Quanto costa una casa di paglia?

Una delle domande più frequenti riguarda, ovviamente, il costo. La risposta dipende da molti fattori – dimensioni, tecniche costruttive, finiture, posizione geografica – ma in linea generale le case di paglia sono più economiche delle abitazioni tradizionali a parità di prestazioni energetiche. Il costo medio di costruzione oscilla tra i 1.100 e i 1.400 euro al metro quadrato, contro i 1.600-1.800 euro di una casa convenzionale in muratura. Il risparmio iniziale si aggira intorno al 20-30%, ma è soprattutto nel lungo periodo che la differenza si sente: grazie all’altissimo isolamento termico delle pareti in paglia (trasmittanza termica da 0,08 a 0,13 W/m²K), le bollette energetiche si riducono drasticamente, fino a quasi zero nelle case nZEB (che sta per nearly Zero Energy Building, ovvero case a energia quasi zero).

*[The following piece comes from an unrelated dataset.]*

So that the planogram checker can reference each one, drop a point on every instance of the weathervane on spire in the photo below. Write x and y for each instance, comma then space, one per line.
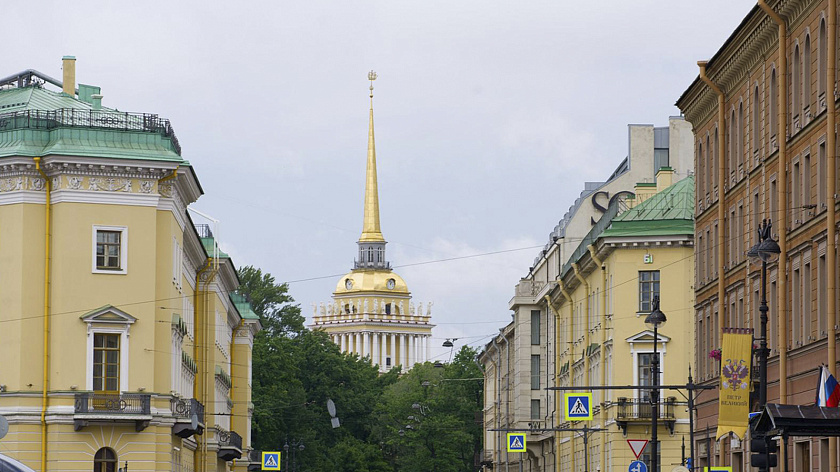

A pesare sui costi, oltre ai materiali, sono la progettazione (sempre necessaria con tecnico abilitato), la manodopera specializzata e la scelta delle finiture. Chi decide per l’autocostruzione guidata può abbattere ulteriormente i costi, partecipando direttamente alle fasi costruttive nei cantieri-workshop. La paglia come materiale di base costa pochissimo: una singola balla acquistata dal produttore parte da circa 1,5-2 euro.